Int Conf AIDS 2004 Jul 11-16; 15:(abstract no. MoOrA1006)

Kinter AL, Kern S, Hennessey M, Lin Y, Jackson R, Fauci AS
Lab of Immunoregulation/NIAID/NIH, Bethesda, United States

BACKGROUND: Human CD25+CD4+ Treg-like cells generated in vitro from CD25- CD4+ T cells have been demonstrated to possess phenotypic and functional characteristics similar or identical to freshly isolated immunosuppressive CD25+CD4+ Treg cells. It is believed that generation of Treg-like cells can occur under certain T cell priming conditions in vivo and that these cells can suppress antigen-specific responses; however, the direct effect of this cellular population on HIV replication has not previously been described.
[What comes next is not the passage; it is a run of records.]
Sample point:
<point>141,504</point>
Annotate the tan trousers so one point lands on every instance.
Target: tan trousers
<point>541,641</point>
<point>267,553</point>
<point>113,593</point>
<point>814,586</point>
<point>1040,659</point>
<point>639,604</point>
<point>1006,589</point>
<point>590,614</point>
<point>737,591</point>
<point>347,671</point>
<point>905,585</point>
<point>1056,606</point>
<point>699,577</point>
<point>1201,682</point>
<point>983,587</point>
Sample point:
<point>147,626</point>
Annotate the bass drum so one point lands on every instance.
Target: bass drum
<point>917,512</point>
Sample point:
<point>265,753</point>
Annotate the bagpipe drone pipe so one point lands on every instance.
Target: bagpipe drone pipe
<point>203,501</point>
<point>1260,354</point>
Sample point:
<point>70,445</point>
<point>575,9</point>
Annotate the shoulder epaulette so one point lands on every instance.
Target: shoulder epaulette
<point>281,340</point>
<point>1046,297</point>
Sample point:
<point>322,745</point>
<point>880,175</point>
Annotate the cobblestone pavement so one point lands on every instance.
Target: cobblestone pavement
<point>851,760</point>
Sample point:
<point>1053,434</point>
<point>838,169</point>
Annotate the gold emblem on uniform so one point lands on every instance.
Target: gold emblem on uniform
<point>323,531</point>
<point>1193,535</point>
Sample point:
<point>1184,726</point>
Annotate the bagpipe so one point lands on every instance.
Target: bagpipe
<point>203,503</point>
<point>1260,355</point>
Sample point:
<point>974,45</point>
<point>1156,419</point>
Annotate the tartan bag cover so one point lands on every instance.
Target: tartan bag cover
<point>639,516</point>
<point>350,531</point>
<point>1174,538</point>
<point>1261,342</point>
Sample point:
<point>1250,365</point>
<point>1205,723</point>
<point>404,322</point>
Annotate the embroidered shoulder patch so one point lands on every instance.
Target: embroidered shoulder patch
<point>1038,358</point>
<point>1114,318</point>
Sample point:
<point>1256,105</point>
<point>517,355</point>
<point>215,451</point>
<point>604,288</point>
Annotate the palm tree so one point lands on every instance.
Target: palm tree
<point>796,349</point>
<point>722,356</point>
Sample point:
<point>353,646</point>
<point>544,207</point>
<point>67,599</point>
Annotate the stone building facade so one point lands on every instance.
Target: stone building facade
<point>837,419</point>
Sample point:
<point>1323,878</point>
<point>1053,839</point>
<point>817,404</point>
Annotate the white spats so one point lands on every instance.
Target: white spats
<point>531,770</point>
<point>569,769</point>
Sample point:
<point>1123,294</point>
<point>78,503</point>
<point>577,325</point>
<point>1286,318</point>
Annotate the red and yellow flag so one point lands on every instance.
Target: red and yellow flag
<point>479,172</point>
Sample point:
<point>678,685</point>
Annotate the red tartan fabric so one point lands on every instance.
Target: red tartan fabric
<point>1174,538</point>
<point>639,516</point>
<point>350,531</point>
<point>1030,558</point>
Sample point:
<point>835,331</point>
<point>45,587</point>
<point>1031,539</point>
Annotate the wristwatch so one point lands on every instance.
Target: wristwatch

METHODS: Naive CD4+ T cells were activated with allogeneic monocytes in the presence of transforming growth factor (TGF)-b and CD25+ or CD25- subsets were subsequently isolated by immunomagnetic beads. In parallel, total autologous CD4+ T cells, pre-activated with IL-2 plus PHA or allo Ag, were exposed to X4 or R5 HIV strains, washed and then co-cultured with either total or CD25+ and CD25- subsets of TGF-b activated CD4+ T cells (T r/s). HIV replication was assessed by either supernatant or intracellular p24 detection methods. In addition, cellular proliferation (thymidine uptake or CFSE), expression of surface activation markers (FACS) and cytokine neutralization assays were performed.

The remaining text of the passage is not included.